Facebook Just Created Its Blockchain Unit, What Does It Mean For Africa?

By  |  May 11, 2018

Blockchain is widely recognized for its use in “cryptocurrency,” but the digital ledger technology is far more than that. It has far reaching uses that extend beyond its fintech applications and it is only a matter of time until these options are explored. This technology not only provides a platform to solve some of Africa’s pressing needs but gives the continent a viable escape from legacies of colonialism by leveling the playing field.

In perhaps one of its most radical management changes in the company’s history, Mark Zuckerburg, Facebook Inc’s Chief Executive Officer, has decided to create a new division dedicated solely to Blockchain. David Marcus, who over the past four years has led the Messenger division of Facebook, has been given the reigns of chief executive regarding its Blockchain activities.

This move will also see Chris Cox, Chief Product Officer, move from Facebook’s core service to overseeing their subsidiaries Instagram, WhatsApp and Messenger – in the absence of David Marcus. His vacancy was also confirmed in the same breath as Mike Shroepfer, Chief Technology Officer, and Javier Olivan, Vice President of Growth. The two will oversee other merged divisions to consolidate the strength of the Facebook brand into “new platforms and infrastructure” as well as centralizing processes such as their ads system.

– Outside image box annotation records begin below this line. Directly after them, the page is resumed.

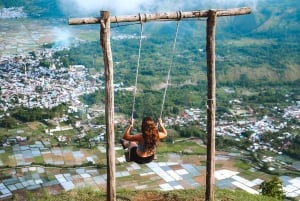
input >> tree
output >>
[260,177,284,200]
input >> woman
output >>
[121,117,167,164]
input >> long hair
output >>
[142,117,159,152]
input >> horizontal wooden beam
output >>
[69,7,251,25]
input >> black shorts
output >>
[130,147,154,164]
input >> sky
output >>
[58,0,262,17]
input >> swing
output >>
[124,15,180,162]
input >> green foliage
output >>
[12,188,278,201]
[284,135,300,159]
[0,116,18,129]
[260,177,284,200]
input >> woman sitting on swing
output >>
[121,117,167,164]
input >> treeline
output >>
[285,135,300,159]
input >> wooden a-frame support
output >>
[69,7,251,201]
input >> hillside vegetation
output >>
[13,188,278,201]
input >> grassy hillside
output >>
[13,188,278,201]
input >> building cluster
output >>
[0,7,27,19]
[0,50,103,111]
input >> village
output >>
[0,46,300,198]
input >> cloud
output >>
[58,0,258,17]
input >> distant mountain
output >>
[0,0,64,18]
[0,0,300,35]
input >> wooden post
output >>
[100,11,116,201]
[205,10,217,201]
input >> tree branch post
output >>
[205,10,217,201]
[100,11,116,201]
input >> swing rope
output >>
[159,21,180,118]
[131,14,144,119]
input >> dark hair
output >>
[142,117,159,152]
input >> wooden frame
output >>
[69,7,251,201]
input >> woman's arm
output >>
[123,119,141,141]
[158,118,168,139]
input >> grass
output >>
[12,188,277,201]
[157,141,206,155]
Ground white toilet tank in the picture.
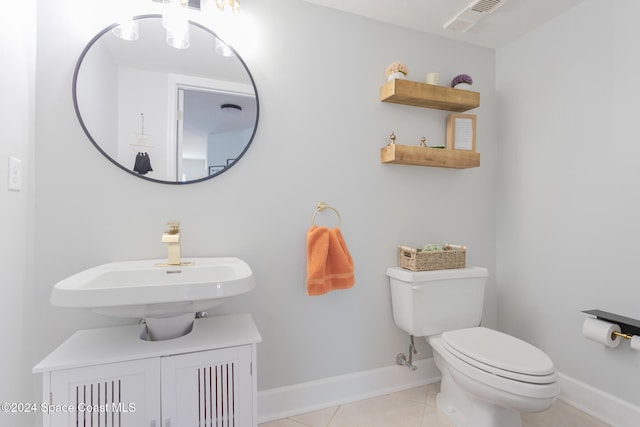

This announcement brings Blockchain technology to the forefront of everyone’s imagination. There is no telling how Facebook will leverage the technology, and even Zuckerberg’s new appointee David Marcus admits that Facebook will be “setting up a small group to explore how to best leverage blockchain across Facebook, starting from scratch.”

Africa has seen and in some case benefitted from its fintech application when integrating cryptocurrency, regulating its use with fiat, peer to peer and cross border transfers. However, blockchain can have a much greater benefit to the continent if leveraged creatively and innovatively. Cape town’s Sun Exchange was one for the early adopters of the tech when considering how to apply blockchain technology in solving African problems.

Bithub in Nairobi is another example of a blockchain accelerator for local start-ups and focuses on incubating start-ups with micro lending and social impact ambitions. Similarly, in West Africa Nigeria has been instrumental in introducing and assimilating blockchain to the region. They organized the Blockchain Conference in 2017 and Nigeria’s blockchain start-up SureRemit raised U.S$8 million -the largest Initial Coin Offering (ICO) on the continent.

Harnessing, the power of Blockchain goes far beyond the fintech industry. Its ledger technology praised for its transparent and decentralized nature can be used to curb corruption – an unfortunate African epidemic. This technology was piloted in Sierra Leone during the elections by Swiss company Agora. Agora used the Blockchain to ensure a fair and democratic count of electoral votes.

CEO and Co-Founder of Agora, Leonardo Gammar, has described his “goal as providing voting solutions for people, electronic voting solutions, but decentralized. In Sierra Leone, what we did is just a use case and it’s not the full implementation of our digital solution. Our observers have a look at the ballots and they send the results on our blockchain per polling station,” he added. Although only used in the Western part of the country, its success certainly has the capability to be replicated on the continent.

Bitland in Ghana is another example of how the ledger technology has been used to store land registrations in the hopes of reducing land disputes and displacements. There is a wide array of Pan-African uses for Blockchain technology and perhaps Facebook’s prioritizing of the technology should serve as an endorsement of its potential.

Where does Facebook come in and its relevance to Blockchain on the continent?

It’s not so much how Facebook can change the African landscape through its application of Blockchain but to some extent how its recent involvement with Cambridge Analytica and perhaps using ledger technology as a way of detecting and tracing data might be in the interest of Facebook.

Blockchain validates and allows for the recording of transactions, organizing them into blocks and arranged in a chain – hence the name. This chain is validated with cryptography ensuring that a specific file at any given time can be located without showing its data. One can almost argue that the company’s acute focus on Blockchain is a reaction to the Analytica scandal.

Nevertheless, Blockchain not only gives Facebook a tool that it can leverage in developing its platform but more importantly it can provide a means of safeguarding user’s privacy against any kind of data breach – or at the very least determine the actions surrounding any such leak. Furthermore, branching out into Blockchain allows Facebook to compete on the same platform as players like Telegram.

Blockchain is not necessarily a new technology but rather the combined application of proven technologies in key cryptography, the internet and a procedural governing incentive. This is the path Africa needs to take, not a reinvention of the wheel but a reimagination of how the wheel can be utilized.